I honestly believe that the "shortage" is not really much of anything and we will be flooding the market with all of the new schools opening up.
The manpower project showed a decrease in the number of dispensing pharmacists needed in the year 2012( i think that was the year) while there will be more clinical pharmacists needed. I honestly don't think there will be the need for that many clinicians.
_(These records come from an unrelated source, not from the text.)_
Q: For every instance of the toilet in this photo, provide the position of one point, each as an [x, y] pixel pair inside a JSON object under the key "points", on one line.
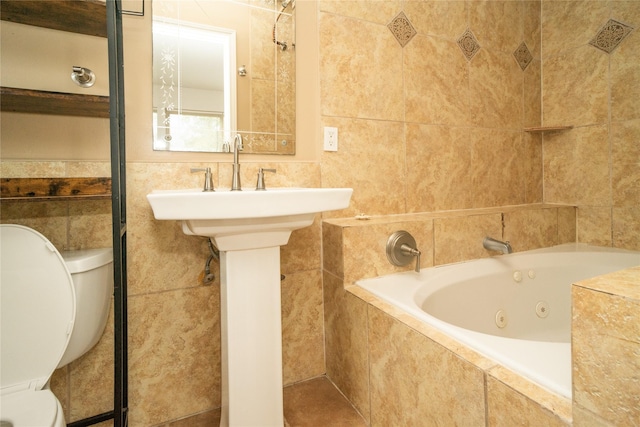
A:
{"points": [[54, 308]]}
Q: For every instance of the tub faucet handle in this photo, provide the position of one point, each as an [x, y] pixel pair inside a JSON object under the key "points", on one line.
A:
{"points": [[401, 249], [260, 184], [208, 178], [408, 250]]}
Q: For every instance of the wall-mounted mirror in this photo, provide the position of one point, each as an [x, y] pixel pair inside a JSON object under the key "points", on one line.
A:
{"points": [[222, 67]]}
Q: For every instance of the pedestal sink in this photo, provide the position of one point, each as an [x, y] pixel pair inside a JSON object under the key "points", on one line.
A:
{"points": [[248, 227]]}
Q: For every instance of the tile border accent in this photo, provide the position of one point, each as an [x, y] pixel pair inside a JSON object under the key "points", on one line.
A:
{"points": [[468, 44], [523, 56], [401, 28], [610, 35]]}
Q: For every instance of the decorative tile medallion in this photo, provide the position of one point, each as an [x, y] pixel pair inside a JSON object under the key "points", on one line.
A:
{"points": [[468, 44], [610, 35], [402, 29], [523, 56]]}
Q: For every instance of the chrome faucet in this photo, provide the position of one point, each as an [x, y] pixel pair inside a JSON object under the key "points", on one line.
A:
{"points": [[496, 245], [237, 147]]}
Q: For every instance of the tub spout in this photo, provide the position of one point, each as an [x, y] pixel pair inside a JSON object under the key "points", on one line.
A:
{"points": [[496, 245]]}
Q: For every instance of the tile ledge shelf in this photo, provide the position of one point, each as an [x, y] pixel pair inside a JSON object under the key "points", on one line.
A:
{"points": [[541, 129]]}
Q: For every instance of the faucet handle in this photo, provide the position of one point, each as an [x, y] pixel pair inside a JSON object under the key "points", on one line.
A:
{"points": [[260, 184], [208, 178]]}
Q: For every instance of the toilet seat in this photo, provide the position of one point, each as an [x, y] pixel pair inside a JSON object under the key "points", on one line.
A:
{"points": [[37, 317]]}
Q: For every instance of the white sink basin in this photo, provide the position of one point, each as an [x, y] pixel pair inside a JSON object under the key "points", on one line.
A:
{"points": [[248, 227], [248, 219]]}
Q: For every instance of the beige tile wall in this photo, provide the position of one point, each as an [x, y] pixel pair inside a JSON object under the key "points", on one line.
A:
{"points": [[595, 165], [421, 129], [428, 129], [605, 330], [390, 366], [174, 325]]}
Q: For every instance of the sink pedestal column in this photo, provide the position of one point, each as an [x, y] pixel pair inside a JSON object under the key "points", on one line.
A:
{"points": [[251, 328]]}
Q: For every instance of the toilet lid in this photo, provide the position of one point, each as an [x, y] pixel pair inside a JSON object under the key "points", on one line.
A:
{"points": [[37, 308]]}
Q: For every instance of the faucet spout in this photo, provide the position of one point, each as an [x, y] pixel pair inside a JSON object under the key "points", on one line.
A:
{"points": [[496, 245], [237, 147]]}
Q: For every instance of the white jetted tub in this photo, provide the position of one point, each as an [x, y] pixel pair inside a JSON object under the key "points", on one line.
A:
{"points": [[514, 309]]}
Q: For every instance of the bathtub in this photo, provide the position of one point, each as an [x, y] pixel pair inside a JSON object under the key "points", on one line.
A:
{"points": [[514, 309]]}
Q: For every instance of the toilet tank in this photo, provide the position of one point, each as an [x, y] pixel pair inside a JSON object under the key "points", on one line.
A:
{"points": [[92, 274]]}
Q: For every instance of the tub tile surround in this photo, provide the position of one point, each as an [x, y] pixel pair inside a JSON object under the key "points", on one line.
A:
{"points": [[372, 89], [605, 330], [375, 353], [596, 92]]}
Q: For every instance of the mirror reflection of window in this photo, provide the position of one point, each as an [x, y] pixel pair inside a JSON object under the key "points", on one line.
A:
{"points": [[193, 130], [192, 74]]}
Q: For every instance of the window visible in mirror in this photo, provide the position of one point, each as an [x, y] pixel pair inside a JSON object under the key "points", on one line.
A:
{"points": [[193, 130], [194, 87]]}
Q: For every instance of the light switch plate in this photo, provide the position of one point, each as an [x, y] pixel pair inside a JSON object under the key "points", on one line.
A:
{"points": [[330, 139]]}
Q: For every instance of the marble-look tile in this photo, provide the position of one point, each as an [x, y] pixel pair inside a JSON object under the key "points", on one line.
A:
{"points": [[496, 89], [444, 19], [345, 90], [533, 185], [594, 224], [625, 67], [507, 406], [88, 169], [203, 419], [625, 160], [531, 28], [497, 170], [90, 224], [303, 250], [576, 166], [371, 160], [160, 255], [443, 155], [569, 24], [346, 343], [382, 13], [604, 333], [582, 417], [435, 66], [620, 283], [91, 377], [567, 225], [263, 109], [174, 362], [575, 88], [332, 249], [626, 227], [59, 383], [531, 228], [365, 248], [261, 45], [497, 24], [302, 326], [460, 239], [533, 94], [317, 402], [35, 169], [405, 366]]}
i guess that's just one of those things we'll have to wait and see about.
 
I think we have nothing to worry about. Pharmacy chain stores are opening at an alarming rate. The population is aging. New meds are constantly being developed. Rx volume is increasing. I think we are going to evolve past our dispensing role now, too, now that we will soon be able to be reimbursed for providing medication therapy management services. All the new schools popping up can't turn out pharmacists quickly enough. Small class sizes coupled with 4 (or at least 3) year programs means we won't be flooding the market anytime soon.
 
OSURxgirl said:
I think we have nothing to worry about. Pharmacy chain stores are opening at an alarming rate. The population is aging. New meds are constantly being developed. Rx volume is increasing. I think we are going to evolve past our dispensing role now, too, now that we will soon be able to be reimbursed for providing medication therapy management services. All the new schools popping up can't turn out pharmacists quickly enough. Small class sizes coupled with 4 (or at least 3) year programs means we won't be flooding the market anytime soon.
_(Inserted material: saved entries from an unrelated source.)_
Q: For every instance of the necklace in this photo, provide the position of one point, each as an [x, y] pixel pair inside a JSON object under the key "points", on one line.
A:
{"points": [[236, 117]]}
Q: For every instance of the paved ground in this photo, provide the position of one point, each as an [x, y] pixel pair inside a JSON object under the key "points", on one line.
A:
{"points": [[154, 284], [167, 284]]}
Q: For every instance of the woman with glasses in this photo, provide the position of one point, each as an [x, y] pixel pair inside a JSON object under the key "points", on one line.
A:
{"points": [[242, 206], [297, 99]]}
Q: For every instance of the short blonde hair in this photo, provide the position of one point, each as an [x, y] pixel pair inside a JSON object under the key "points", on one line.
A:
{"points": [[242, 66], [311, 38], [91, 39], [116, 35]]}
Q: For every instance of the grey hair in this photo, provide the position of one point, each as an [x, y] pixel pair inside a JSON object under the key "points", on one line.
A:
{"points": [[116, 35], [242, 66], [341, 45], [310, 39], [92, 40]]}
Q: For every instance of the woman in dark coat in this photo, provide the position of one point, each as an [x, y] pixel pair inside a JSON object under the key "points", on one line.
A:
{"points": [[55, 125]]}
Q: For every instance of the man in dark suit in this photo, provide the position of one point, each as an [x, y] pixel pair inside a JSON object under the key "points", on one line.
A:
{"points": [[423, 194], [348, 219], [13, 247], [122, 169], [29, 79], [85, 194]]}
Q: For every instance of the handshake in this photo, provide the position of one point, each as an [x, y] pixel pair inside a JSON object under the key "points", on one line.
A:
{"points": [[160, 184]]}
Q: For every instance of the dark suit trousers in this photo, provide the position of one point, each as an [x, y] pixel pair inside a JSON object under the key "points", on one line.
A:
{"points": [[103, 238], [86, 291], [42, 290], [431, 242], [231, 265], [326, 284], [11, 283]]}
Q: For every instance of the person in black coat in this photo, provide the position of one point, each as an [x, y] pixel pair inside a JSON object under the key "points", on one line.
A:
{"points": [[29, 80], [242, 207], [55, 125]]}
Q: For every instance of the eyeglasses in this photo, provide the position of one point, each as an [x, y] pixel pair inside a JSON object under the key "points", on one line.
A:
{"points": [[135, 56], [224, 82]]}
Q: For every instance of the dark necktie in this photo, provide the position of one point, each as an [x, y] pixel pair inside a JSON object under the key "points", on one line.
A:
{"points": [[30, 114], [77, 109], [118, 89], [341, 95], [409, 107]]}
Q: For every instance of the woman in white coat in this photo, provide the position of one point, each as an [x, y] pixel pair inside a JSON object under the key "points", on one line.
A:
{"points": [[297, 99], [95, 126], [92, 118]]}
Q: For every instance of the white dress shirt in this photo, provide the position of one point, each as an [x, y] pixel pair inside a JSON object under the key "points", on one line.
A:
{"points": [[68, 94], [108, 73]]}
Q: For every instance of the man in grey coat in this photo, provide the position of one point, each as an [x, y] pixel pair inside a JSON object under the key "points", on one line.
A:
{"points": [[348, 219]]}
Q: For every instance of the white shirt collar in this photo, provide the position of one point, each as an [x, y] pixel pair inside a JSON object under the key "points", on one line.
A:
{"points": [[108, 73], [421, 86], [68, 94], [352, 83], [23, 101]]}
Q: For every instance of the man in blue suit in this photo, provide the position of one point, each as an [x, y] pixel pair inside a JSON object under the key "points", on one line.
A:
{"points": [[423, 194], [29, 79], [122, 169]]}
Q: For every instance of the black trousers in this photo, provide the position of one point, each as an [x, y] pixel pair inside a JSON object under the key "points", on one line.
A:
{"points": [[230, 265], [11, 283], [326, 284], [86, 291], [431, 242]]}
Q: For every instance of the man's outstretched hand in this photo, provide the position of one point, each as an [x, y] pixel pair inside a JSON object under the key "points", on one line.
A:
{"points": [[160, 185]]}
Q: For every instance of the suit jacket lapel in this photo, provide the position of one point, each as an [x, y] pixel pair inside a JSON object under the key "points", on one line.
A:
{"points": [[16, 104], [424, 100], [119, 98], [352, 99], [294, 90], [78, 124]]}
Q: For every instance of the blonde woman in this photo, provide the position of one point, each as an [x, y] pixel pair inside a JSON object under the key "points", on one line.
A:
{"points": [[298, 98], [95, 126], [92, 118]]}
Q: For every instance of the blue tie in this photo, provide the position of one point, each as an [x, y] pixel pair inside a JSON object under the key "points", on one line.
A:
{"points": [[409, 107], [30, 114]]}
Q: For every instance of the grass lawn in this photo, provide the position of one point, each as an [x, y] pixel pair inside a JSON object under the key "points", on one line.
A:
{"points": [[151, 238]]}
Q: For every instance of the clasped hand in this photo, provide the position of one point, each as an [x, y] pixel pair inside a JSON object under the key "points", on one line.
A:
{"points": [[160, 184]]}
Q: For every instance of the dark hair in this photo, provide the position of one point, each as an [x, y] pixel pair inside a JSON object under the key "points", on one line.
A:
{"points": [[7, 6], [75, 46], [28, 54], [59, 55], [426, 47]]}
Very good points...also, don't forget that a lot of those aging boomer pharmacists will soon be retiring. Plus, it seems an unfortunate trend that pharmacy schools are starting to prefer students with bachelor's degrees--turning a six-year odyssey into an eight-year one. I've also read that some schools are looking into three years of preqs. Both those trends may have an effect on the number of graduates...
 
and don't forget, theres a buncha pharmacists out there that want to be doctors...

well in canada at least since we only need 5 years in total education ( in a university ) to become a pharmacist
 
Forget about filling vacant spots at Walgreens to pill push. Demand for pharmacists are not to supplement pill dispensing roles. Pharmacists have evolved into a more sophisticated form of what is basically "THE DRUG EXPERT". This expertise will be put to use in other areas such as pharmacogenomics, participating in disease management as the drug expert, having the drug expertise to properly directly dispense ECs & similar reproductive products, chronic disease managemnt (i.e.-diabetes and asthma), OTC drug counseling, Rx drug counseling b/c HMOs are ever decreasing the time allocated for physician-patient interaction (other than diagnose, prescribe, and see ya!), overseeing safety in drug prescribed by physicians, and MORE, much, much more.

Pharmacists can be qualified as drug experts because they are. Who else studies the mechanisms of drugs for 4 years??